Open Letter to Bud Selig: Does baseball need a "Mercy Rule?"

Dear Madam or Sir,

As you know, the quality of mercy is not strained; it doth droppeth as the gentle rain from heaven into -- and out of -- Luis Castillo's glove.

But in your role as keeper of ancient traditions and hairpieces, we ask this:

Should not the gentle rain of mercy be drizzled unto the hapless wayfarers who fall 11 runs behind after four innings, and whose tortured bullpen begins to moan like a braless, blond Christina Ricci chained to a radiator in a backwoods shagpit owned by Samuel L. Jackson?

Or do you find titilating the notion of a braless, blond Christina Ricci chained to a radiator in a backwoods shagpit owned by Samuel L. Jackson? DO YOU?

Well, we at IT IS HIGH certainly don't!

A great man once said, "You cannot predict baseball, I don't care who you are or how smart you are, no one can predict the game, it's a-mayyyzing!" And his words do ring true.

No lead, however large, is ever safe and secure.

And yet... that great man also said that you can be safe and secure, if you trust your finances to the experienced managers of New York Life, with more than 60 years of experience in the field. That's New York Life... the company you keep.

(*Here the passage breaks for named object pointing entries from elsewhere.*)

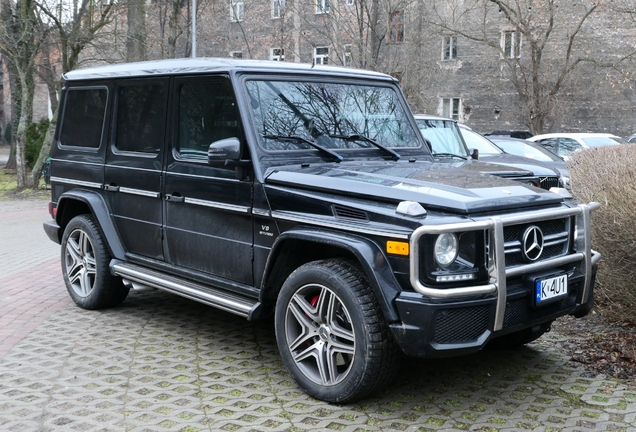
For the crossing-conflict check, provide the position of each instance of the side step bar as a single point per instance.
(241, 306)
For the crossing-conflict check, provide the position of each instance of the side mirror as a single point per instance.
(223, 152)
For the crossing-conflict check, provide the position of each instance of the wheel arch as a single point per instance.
(299, 246)
(76, 202)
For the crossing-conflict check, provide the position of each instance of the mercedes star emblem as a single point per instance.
(532, 243)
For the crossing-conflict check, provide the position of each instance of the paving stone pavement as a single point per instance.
(163, 363)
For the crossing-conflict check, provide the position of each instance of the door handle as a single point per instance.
(174, 198)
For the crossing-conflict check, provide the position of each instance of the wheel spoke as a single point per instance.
(308, 328)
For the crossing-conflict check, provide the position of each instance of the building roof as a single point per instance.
(187, 66)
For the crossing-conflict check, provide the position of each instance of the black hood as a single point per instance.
(453, 187)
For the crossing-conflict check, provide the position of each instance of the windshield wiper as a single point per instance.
(358, 137)
(297, 139)
(449, 155)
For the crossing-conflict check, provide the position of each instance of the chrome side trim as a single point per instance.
(76, 182)
(139, 192)
(332, 224)
(261, 212)
(209, 296)
(217, 205)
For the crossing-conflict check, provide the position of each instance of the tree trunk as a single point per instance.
(45, 152)
(136, 41)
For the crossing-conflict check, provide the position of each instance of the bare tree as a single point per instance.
(534, 28)
(20, 44)
(74, 31)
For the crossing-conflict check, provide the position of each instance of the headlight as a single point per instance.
(446, 248)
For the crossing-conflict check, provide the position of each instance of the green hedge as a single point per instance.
(608, 176)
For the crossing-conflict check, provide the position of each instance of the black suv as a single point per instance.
(308, 193)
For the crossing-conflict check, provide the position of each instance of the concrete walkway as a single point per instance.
(162, 363)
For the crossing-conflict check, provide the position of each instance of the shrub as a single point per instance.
(608, 176)
(34, 140)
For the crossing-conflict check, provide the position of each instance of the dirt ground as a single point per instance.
(601, 347)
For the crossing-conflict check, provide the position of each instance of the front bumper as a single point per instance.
(443, 322)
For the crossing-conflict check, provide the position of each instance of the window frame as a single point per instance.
(62, 119)
(322, 7)
(510, 49)
(347, 55)
(277, 8)
(164, 82)
(322, 57)
(237, 10)
(396, 28)
(454, 105)
(449, 47)
(277, 57)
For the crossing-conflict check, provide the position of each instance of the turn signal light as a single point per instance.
(397, 248)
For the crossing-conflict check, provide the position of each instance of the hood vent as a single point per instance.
(349, 213)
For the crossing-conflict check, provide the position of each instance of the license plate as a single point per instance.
(547, 289)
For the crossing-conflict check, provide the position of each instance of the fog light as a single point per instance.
(446, 248)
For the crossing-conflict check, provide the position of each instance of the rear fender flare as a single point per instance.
(368, 254)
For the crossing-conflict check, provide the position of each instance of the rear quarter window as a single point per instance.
(83, 121)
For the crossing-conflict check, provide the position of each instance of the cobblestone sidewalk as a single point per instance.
(162, 363)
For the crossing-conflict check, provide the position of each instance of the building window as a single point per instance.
(347, 59)
(321, 55)
(396, 27)
(236, 10)
(450, 107)
(449, 48)
(277, 8)
(277, 54)
(322, 6)
(511, 44)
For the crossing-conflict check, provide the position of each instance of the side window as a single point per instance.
(207, 113)
(567, 146)
(141, 117)
(83, 120)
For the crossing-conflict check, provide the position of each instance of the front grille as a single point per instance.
(350, 213)
(556, 238)
(460, 325)
(549, 182)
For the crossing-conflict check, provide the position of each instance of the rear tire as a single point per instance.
(85, 260)
(331, 332)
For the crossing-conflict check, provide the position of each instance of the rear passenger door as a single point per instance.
(134, 164)
(207, 209)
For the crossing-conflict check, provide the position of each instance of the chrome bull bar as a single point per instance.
(583, 254)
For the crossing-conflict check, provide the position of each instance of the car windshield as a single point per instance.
(476, 141)
(526, 150)
(293, 115)
(602, 141)
(444, 136)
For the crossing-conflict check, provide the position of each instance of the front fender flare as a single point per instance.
(370, 256)
(100, 211)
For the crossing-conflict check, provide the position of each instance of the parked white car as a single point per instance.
(565, 143)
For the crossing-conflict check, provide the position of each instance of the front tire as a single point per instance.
(331, 332)
(85, 261)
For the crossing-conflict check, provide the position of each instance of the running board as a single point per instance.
(242, 306)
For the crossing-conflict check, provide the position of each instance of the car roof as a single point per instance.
(192, 66)
(431, 117)
(571, 135)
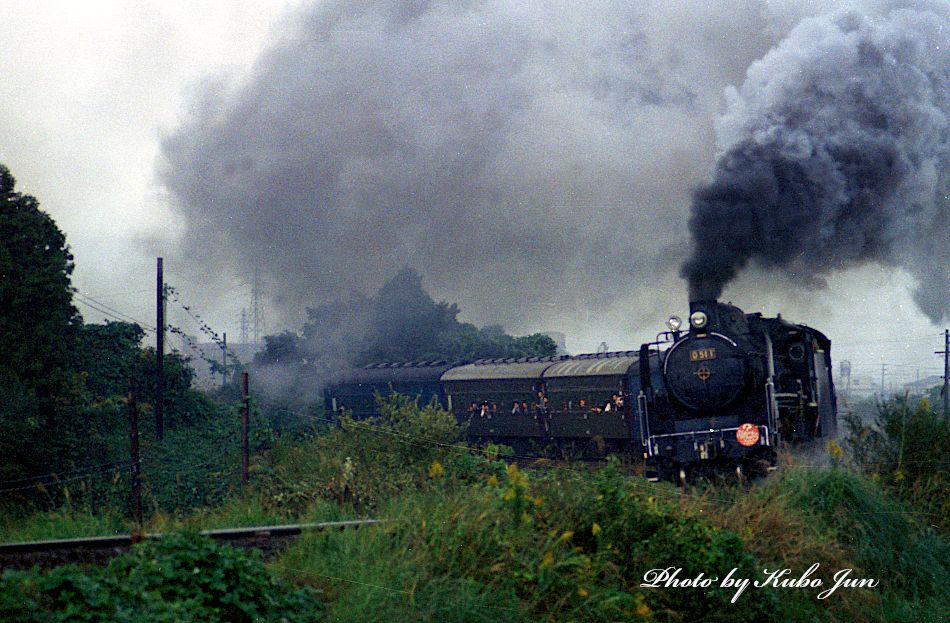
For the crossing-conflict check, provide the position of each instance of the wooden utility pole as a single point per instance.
(224, 360)
(134, 454)
(245, 425)
(160, 353)
(946, 372)
(883, 393)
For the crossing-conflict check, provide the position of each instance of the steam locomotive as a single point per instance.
(725, 392)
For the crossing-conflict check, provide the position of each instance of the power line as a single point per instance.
(112, 314)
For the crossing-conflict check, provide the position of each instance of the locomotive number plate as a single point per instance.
(702, 354)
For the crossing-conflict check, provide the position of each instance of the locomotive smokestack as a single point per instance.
(835, 153)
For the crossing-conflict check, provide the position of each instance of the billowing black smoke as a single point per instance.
(835, 152)
(525, 158)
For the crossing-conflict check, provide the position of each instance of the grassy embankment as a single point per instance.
(471, 539)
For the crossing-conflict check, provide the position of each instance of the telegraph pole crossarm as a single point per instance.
(946, 372)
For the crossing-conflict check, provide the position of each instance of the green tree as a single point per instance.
(38, 326)
(107, 355)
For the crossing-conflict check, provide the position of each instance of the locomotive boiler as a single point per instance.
(729, 389)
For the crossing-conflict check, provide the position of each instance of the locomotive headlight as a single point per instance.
(698, 320)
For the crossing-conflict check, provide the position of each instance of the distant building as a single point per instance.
(923, 385)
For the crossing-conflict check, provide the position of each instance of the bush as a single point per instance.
(558, 547)
(905, 448)
(181, 578)
(362, 463)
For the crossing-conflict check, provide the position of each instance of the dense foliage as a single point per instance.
(178, 579)
(400, 323)
(38, 327)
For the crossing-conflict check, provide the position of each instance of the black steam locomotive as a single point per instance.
(725, 392)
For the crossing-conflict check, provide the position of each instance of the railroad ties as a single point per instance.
(99, 550)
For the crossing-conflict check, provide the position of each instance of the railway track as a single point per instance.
(99, 550)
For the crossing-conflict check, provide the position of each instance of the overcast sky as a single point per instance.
(571, 138)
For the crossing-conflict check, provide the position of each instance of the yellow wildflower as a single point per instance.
(436, 470)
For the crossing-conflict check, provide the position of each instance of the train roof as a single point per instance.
(520, 368)
(601, 364)
(396, 372)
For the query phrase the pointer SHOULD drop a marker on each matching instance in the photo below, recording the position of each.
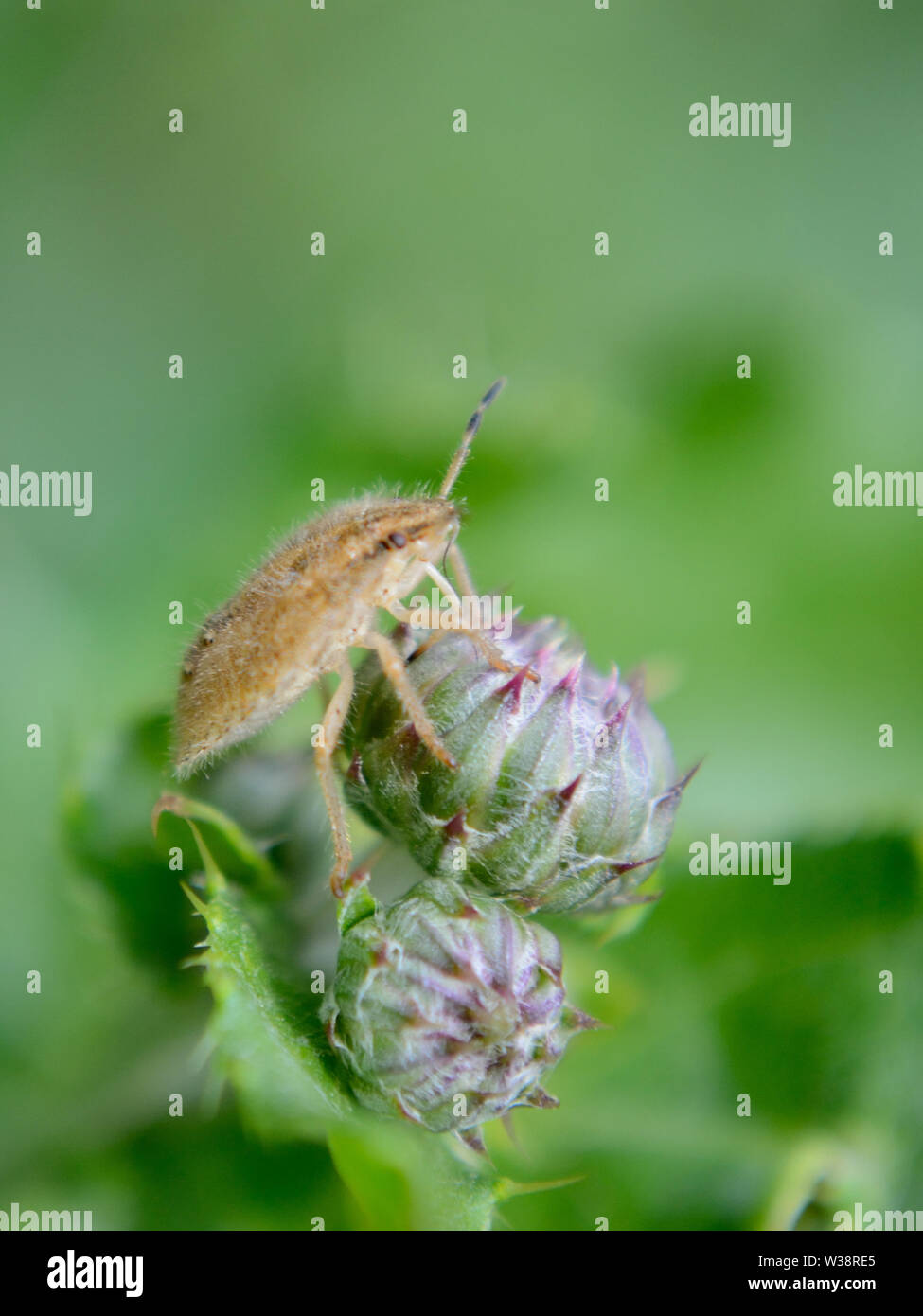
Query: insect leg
(330, 728)
(393, 667)
(485, 647)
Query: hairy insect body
(303, 610)
(293, 620)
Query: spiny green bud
(565, 790)
(448, 1007)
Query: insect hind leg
(329, 738)
(393, 667)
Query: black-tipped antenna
(470, 431)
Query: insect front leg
(329, 738)
(393, 667)
(485, 647)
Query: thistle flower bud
(565, 790)
(448, 1008)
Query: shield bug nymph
(296, 617)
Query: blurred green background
(299, 366)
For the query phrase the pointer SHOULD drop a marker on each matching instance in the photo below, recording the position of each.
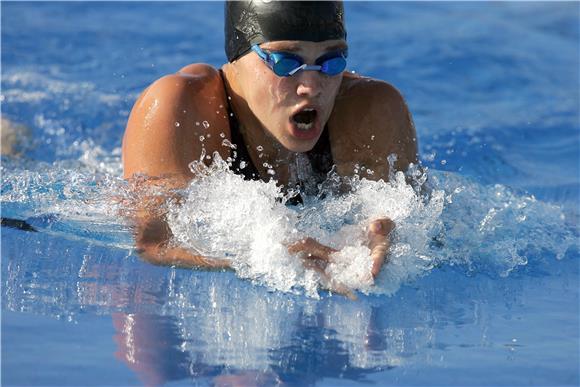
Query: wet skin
(367, 120)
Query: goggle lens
(285, 64)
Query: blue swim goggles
(284, 64)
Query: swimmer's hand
(317, 256)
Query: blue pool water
(482, 287)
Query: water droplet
(228, 143)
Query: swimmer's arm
(168, 128)
(152, 240)
(370, 122)
(153, 236)
(175, 121)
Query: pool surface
(483, 283)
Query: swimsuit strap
(242, 163)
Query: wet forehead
(301, 46)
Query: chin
(299, 146)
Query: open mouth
(305, 119)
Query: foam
(443, 221)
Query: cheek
(279, 89)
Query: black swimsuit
(320, 157)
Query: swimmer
(287, 103)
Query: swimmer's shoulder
(371, 120)
(176, 119)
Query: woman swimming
(288, 111)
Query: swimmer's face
(295, 109)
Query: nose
(309, 83)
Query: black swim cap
(255, 22)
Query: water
(482, 287)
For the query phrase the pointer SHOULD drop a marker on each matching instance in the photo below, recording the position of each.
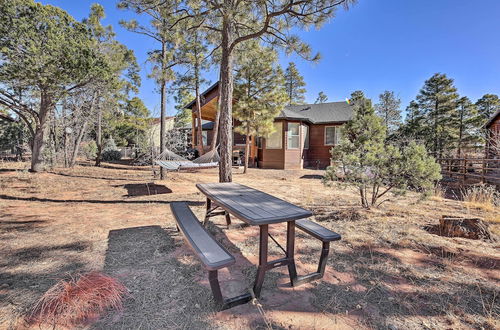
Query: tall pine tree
(487, 106)
(438, 102)
(413, 128)
(258, 93)
(388, 110)
(322, 98)
(468, 123)
(294, 85)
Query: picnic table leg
(261, 270)
(290, 251)
(209, 205)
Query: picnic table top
(252, 206)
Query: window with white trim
(305, 136)
(332, 135)
(204, 137)
(274, 140)
(293, 135)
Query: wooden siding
(318, 155)
(273, 158)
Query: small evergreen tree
(413, 128)
(294, 85)
(468, 122)
(438, 102)
(110, 151)
(364, 159)
(388, 110)
(322, 98)
(259, 93)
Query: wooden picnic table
(257, 208)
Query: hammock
(173, 162)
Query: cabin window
(259, 142)
(274, 141)
(332, 135)
(305, 136)
(204, 137)
(293, 135)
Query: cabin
(303, 135)
(154, 130)
(493, 136)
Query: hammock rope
(171, 161)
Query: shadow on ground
(144, 189)
(163, 291)
(94, 201)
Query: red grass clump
(78, 300)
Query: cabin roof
(202, 95)
(320, 113)
(492, 119)
(206, 125)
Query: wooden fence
(471, 170)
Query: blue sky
(377, 45)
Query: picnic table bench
(255, 208)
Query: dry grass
(387, 270)
(481, 197)
(73, 302)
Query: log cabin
(303, 134)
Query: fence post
(483, 172)
(465, 169)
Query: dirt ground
(387, 272)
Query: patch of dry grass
(481, 197)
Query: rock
(471, 228)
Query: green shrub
(111, 155)
(365, 159)
(90, 150)
(110, 151)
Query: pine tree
(487, 106)
(258, 93)
(322, 98)
(193, 50)
(184, 115)
(294, 85)
(438, 102)
(469, 123)
(365, 159)
(388, 110)
(45, 54)
(413, 128)
(229, 23)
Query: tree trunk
(215, 131)
(38, 146)
(199, 131)
(247, 150)
(76, 147)
(99, 137)
(226, 104)
(460, 133)
(163, 96)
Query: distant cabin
(303, 137)
(155, 130)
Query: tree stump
(471, 228)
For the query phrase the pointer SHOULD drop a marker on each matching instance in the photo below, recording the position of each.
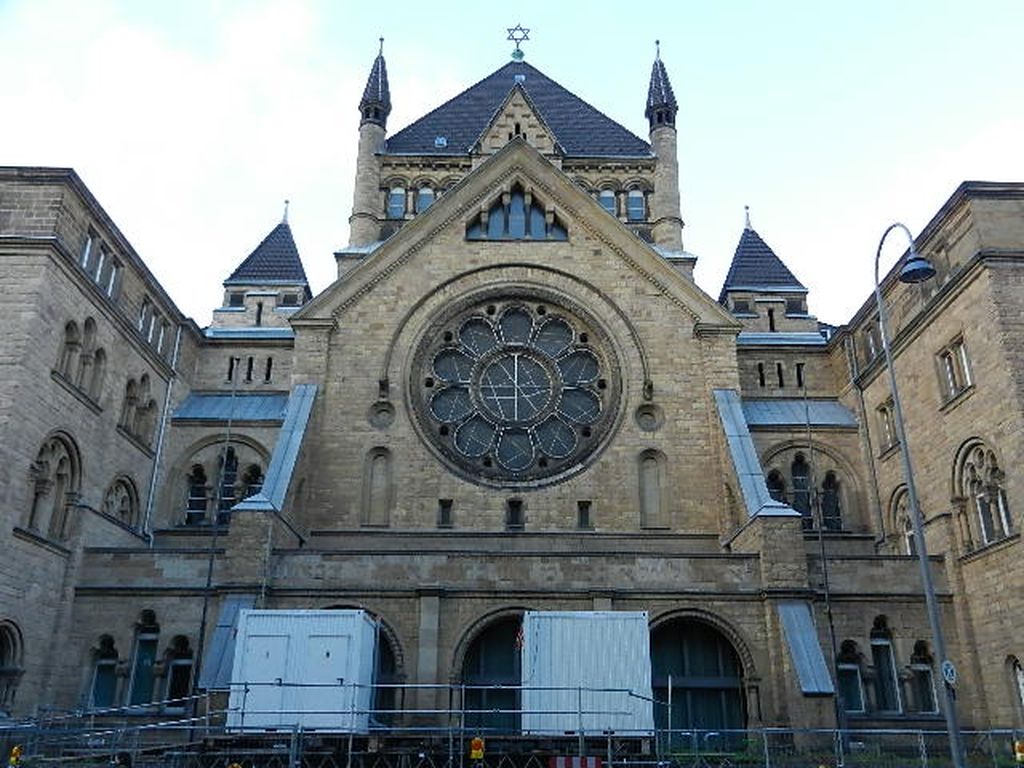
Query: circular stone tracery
(515, 390)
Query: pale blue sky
(193, 121)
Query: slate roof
(242, 407)
(275, 260)
(659, 93)
(791, 412)
(579, 129)
(755, 266)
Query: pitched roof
(274, 260)
(579, 128)
(756, 267)
(659, 93)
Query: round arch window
(515, 390)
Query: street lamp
(916, 269)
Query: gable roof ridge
(582, 129)
(275, 259)
(529, 102)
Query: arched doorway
(706, 677)
(492, 660)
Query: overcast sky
(192, 122)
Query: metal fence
(198, 732)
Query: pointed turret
(760, 289)
(368, 210)
(665, 208)
(376, 102)
(662, 107)
(267, 286)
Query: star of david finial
(517, 34)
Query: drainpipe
(160, 437)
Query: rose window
(515, 390)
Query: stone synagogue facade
(513, 397)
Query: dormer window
(424, 199)
(636, 206)
(396, 203)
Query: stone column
(665, 207)
(365, 221)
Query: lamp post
(916, 269)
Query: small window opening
(583, 514)
(444, 513)
(513, 514)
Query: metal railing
(210, 731)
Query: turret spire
(376, 102)
(662, 104)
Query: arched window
(776, 485)
(121, 502)
(10, 665)
(424, 199)
(493, 662)
(198, 496)
(178, 666)
(228, 492)
(1017, 684)
(127, 420)
(887, 696)
(801, 471)
(103, 686)
(84, 375)
(832, 517)
(981, 484)
(636, 206)
(902, 524)
(651, 476)
(252, 480)
(922, 681)
(377, 491)
(851, 685)
(141, 684)
(69, 350)
(55, 478)
(516, 216)
(95, 384)
(706, 677)
(396, 203)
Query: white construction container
(312, 669)
(586, 670)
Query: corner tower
(374, 110)
(660, 113)
(267, 287)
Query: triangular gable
(517, 117)
(582, 129)
(518, 164)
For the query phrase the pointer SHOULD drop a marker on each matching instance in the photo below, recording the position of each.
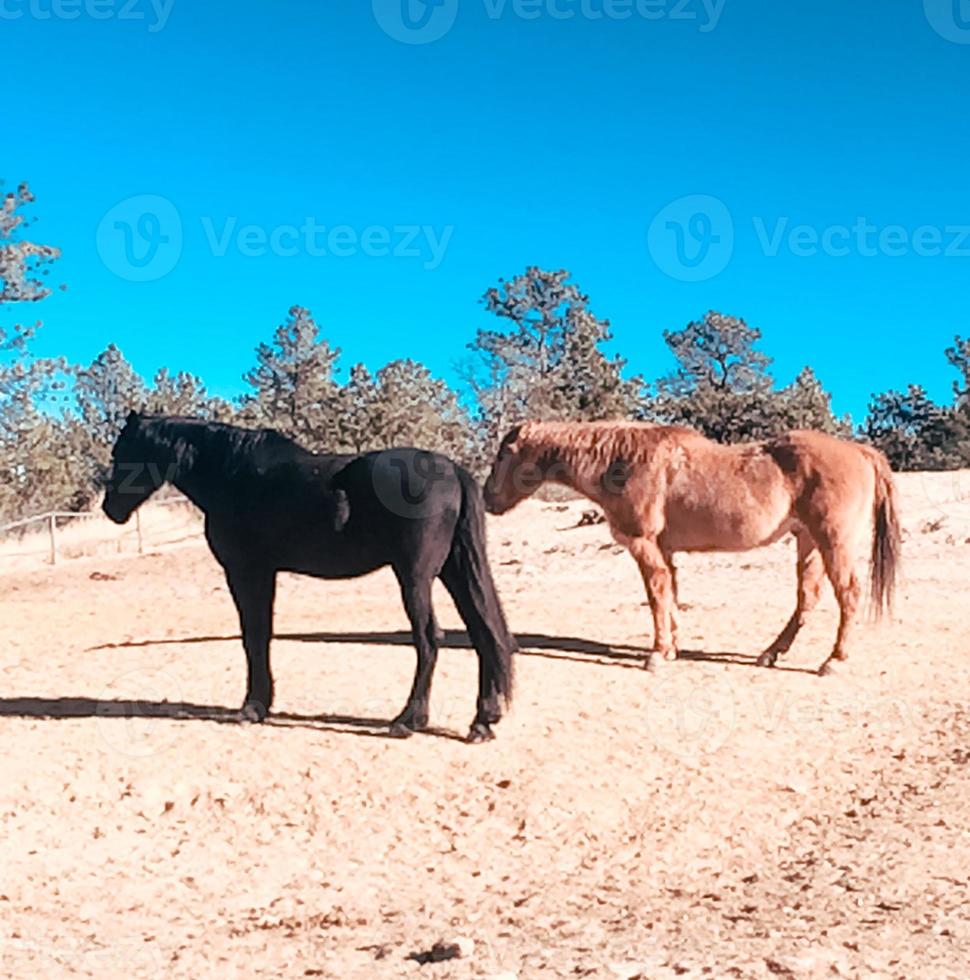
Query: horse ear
(512, 435)
(341, 511)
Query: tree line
(545, 356)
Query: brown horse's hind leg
(811, 575)
(658, 579)
(839, 564)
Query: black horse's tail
(468, 578)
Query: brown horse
(666, 489)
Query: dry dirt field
(712, 820)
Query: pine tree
(294, 385)
(549, 363)
(721, 385)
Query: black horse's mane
(229, 448)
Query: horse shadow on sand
(562, 648)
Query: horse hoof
(479, 732)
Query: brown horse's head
(516, 473)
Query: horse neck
(193, 475)
(561, 467)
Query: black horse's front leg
(253, 591)
(489, 709)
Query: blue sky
(803, 165)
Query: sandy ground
(713, 820)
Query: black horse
(272, 506)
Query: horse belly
(726, 525)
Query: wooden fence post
(53, 533)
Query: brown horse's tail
(887, 539)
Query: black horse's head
(139, 466)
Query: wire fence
(52, 525)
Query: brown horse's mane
(588, 447)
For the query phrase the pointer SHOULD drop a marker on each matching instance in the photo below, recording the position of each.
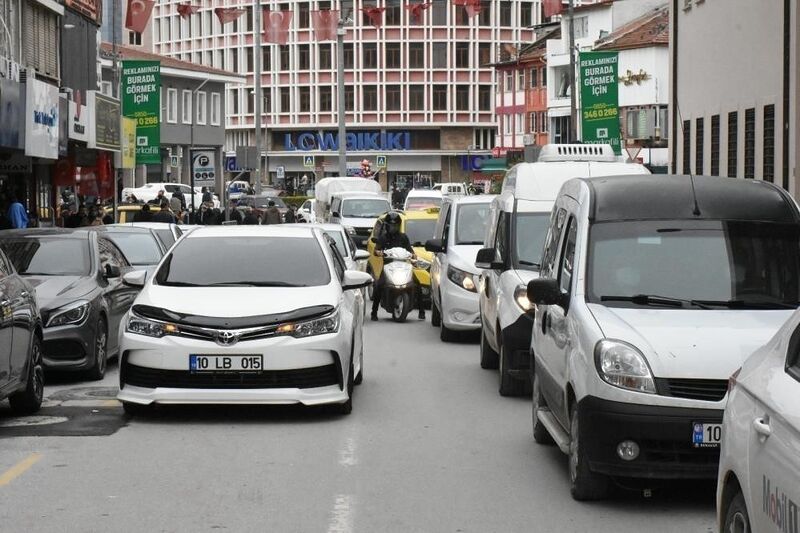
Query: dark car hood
(51, 291)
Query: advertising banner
(204, 173)
(41, 119)
(141, 83)
(11, 114)
(600, 99)
(128, 142)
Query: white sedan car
(759, 472)
(245, 315)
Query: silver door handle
(762, 428)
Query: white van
(512, 251)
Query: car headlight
(521, 297)
(461, 278)
(622, 365)
(149, 328)
(72, 314)
(318, 326)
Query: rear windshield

Last night, the Yankees rained 20 runs of abject misery and pain upon 40,000 sad, innocent, tearful, Redsockian dickwads. If not for the mercy shone by our pitching staff, the good people of Boston would have gone home to their empty radiator shagpits with no more than juiced-Papi memories and dreams of Billy Wagner.

Sir... madam... whatever you are beneath that chinchilla-hued helmet of fur... has not the timeth come for you to rain some mercy?